Brexit: Seven London-based banks 'set to open offices in Frankfurt'

(Stock photo)
(Stock photo)

Ben Chapman

At least seven international banks with bases in London have decided to open Frankfurt offices to ensure they can still trade freely throughout the EU after Brexit, according to officials representing the German city.

Another 20 banks are also seeking to move at least some staff, German media reported. Goldman Sachs, Citigroup, Credit Suisse and UBS are understood to be among those considering relocating staff.

“A Chinese, Japanese, Korean, Swiss, Indian and a Russian bank have already opted for Frankfurt,” Hubertus Väth, managing director of Frankfurt Main Finance, the city’s business promotion association, told Handelsblatt on Wednesday.
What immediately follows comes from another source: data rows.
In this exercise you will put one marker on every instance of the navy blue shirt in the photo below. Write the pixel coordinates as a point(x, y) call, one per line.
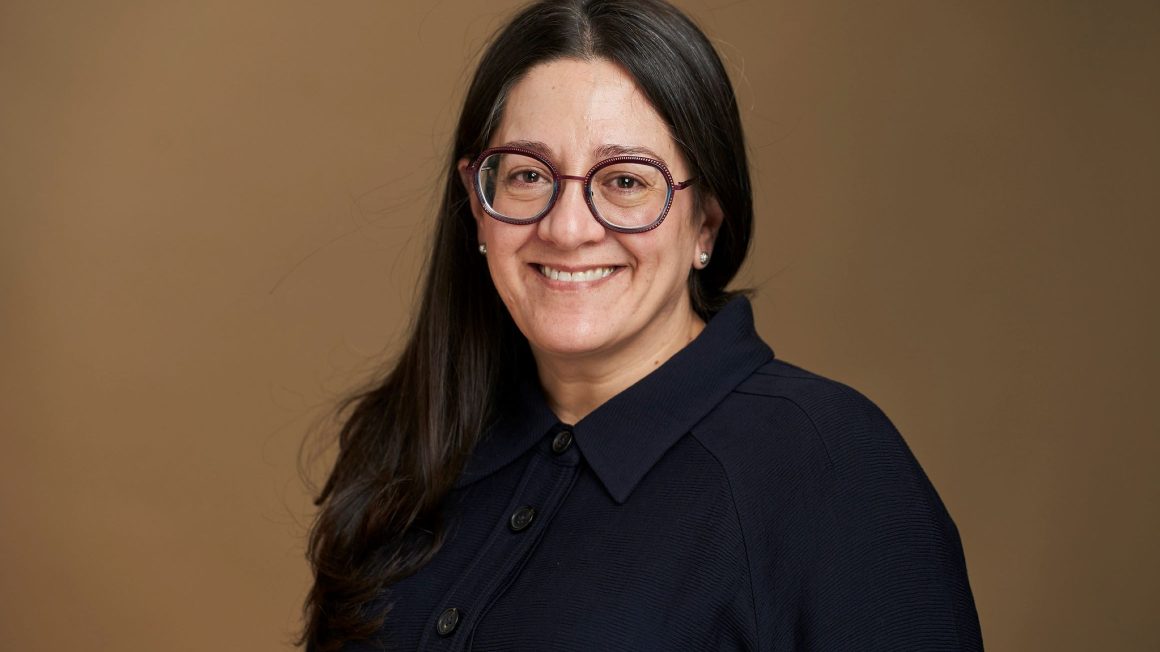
point(725, 501)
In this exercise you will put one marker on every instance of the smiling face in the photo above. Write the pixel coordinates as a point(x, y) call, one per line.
point(575, 289)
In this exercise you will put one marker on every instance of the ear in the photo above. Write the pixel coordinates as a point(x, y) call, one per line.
point(476, 210)
point(711, 218)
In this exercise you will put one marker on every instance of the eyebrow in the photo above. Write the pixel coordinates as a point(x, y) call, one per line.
point(601, 152)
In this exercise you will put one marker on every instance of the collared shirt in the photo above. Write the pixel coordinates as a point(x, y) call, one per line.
point(725, 501)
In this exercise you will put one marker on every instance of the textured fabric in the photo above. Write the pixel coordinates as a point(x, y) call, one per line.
point(726, 501)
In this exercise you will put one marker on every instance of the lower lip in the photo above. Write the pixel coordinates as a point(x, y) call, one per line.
point(572, 284)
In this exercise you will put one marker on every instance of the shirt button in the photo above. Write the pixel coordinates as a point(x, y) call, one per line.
point(522, 518)
point(447, 621)
point(562, 442)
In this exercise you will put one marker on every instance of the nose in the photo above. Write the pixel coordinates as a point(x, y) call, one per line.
point(570, 223)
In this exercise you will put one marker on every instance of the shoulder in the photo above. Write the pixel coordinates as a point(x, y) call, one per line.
point(785, 415)
point(847, 540)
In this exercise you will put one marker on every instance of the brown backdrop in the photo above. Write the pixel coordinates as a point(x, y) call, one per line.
point(211, 216)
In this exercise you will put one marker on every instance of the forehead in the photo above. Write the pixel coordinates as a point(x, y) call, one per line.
point(579, 107)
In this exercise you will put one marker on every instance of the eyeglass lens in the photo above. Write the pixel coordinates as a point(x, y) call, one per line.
point(624, 194)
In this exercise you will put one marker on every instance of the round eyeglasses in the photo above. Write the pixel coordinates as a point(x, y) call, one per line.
point(624, 194)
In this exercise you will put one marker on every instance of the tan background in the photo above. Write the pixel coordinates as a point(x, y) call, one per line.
point(211, 214)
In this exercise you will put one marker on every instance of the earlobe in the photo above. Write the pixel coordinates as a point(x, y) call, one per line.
point(711, 218)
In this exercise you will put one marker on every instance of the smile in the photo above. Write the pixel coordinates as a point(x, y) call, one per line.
point(594, 274)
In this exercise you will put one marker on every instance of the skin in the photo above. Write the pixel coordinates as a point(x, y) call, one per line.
point(594, 339)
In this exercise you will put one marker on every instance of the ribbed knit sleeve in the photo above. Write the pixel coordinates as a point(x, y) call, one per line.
point(849, 545)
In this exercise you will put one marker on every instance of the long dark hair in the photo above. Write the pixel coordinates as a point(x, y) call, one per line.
point(406, 439)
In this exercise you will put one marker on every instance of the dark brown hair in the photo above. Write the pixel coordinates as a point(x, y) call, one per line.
point(406, 439)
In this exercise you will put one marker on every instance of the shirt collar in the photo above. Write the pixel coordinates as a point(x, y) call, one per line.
point(625, 436)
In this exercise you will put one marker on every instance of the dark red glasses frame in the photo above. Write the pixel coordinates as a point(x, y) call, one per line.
point(557, 178)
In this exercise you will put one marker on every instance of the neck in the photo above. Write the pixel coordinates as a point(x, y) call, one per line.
point(578, 384)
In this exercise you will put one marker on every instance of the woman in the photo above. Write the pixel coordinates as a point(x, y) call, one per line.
point(585, 444)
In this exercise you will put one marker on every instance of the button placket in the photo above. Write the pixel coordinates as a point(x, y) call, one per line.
point(562, 441)
point(521, 519)
point(549, 479)
point(447, 621)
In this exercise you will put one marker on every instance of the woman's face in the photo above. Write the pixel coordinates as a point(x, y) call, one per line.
point(575, 113)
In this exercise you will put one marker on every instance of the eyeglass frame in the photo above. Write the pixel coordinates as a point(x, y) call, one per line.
point(557, 183)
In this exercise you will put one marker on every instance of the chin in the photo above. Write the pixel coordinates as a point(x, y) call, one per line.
point(567, 340)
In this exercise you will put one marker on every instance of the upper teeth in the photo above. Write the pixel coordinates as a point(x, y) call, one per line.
point(575, 276)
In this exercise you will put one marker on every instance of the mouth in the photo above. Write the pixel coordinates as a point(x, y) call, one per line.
point(577, 275)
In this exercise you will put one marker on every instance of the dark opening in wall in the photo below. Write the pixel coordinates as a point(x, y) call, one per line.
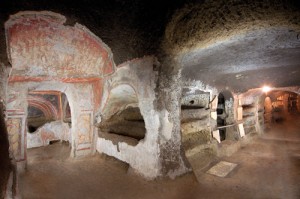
point(249, 117)
point(45, 107)
point(125, 126)
point(221, 116)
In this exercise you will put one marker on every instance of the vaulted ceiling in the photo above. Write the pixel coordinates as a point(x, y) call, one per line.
point(237, 44)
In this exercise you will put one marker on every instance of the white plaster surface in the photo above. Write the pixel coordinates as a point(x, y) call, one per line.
point(56, 130)
point(222, 169)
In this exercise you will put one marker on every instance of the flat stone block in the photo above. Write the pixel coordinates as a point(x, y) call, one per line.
point(222, 169)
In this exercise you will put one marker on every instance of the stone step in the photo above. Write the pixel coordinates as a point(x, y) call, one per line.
point(195, 126)
point(194, 114)
point(192, 140)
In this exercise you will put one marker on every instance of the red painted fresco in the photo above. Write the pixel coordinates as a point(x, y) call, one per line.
point(98, 91)
point(40, 100)
point(40, 46)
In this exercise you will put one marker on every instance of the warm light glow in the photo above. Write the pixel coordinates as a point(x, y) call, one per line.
point(266, 89)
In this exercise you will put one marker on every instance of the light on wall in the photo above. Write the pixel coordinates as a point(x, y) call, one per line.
point(266, 89)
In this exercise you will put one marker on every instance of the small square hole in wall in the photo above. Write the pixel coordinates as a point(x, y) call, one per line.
point(222, 169)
“In three of the five US banks, decisions have been made in favour of Frankfurt, or are in the offing,” he said. “With more than 20 banks, the talks are getting more and more concrete.”

Speaking to the Frankfurt Finance Summit, Sylvie Matherat, head of compliance at Dectsche Bank said the firm could move around 4,000 staff away from Britain.

“For front office people if you want to deal with an EU client, you need to be based in the EU,” she reportedly said.

Big banks cannot afford to wait for politicians and regulators to clarify what changes will be made, she said.

None of the banks have yet confirmed the moves, though all big City firms are currently making plans for how they will deal with the fallout from Britain’s decision to leave the EU.

In January, the chief executive of the London Stock Exchange warned that Brexit could cost the city of London up to 230,000 jobs if the Government fails to provide a clear plan for after the split.

At the World Economic Forum in Davos this January, UBS Chairman Axel Weber said that about 1,000 of the Swiss bank’s 5,000 employees in London could be affected by Brexit, and HSBC chief executive Stuart Gulliver said his bank will relocate staff responsible for generating around a fifth of its UK-based trading revenue to Paris.

Goldman Sachs’ Europe chief executive, Richard Gnodde, said in March that the US bank would relocate hundreds of staff out of London even before any Brexit deal is struck, as part of its contingency plans. The company currently employs around 6,000 people in London.

Other banks and insurance companies have said that they will be opening European subsidiaries, but while such a move will likely incur additional costs, it won’t necessarily mean job moves in every case.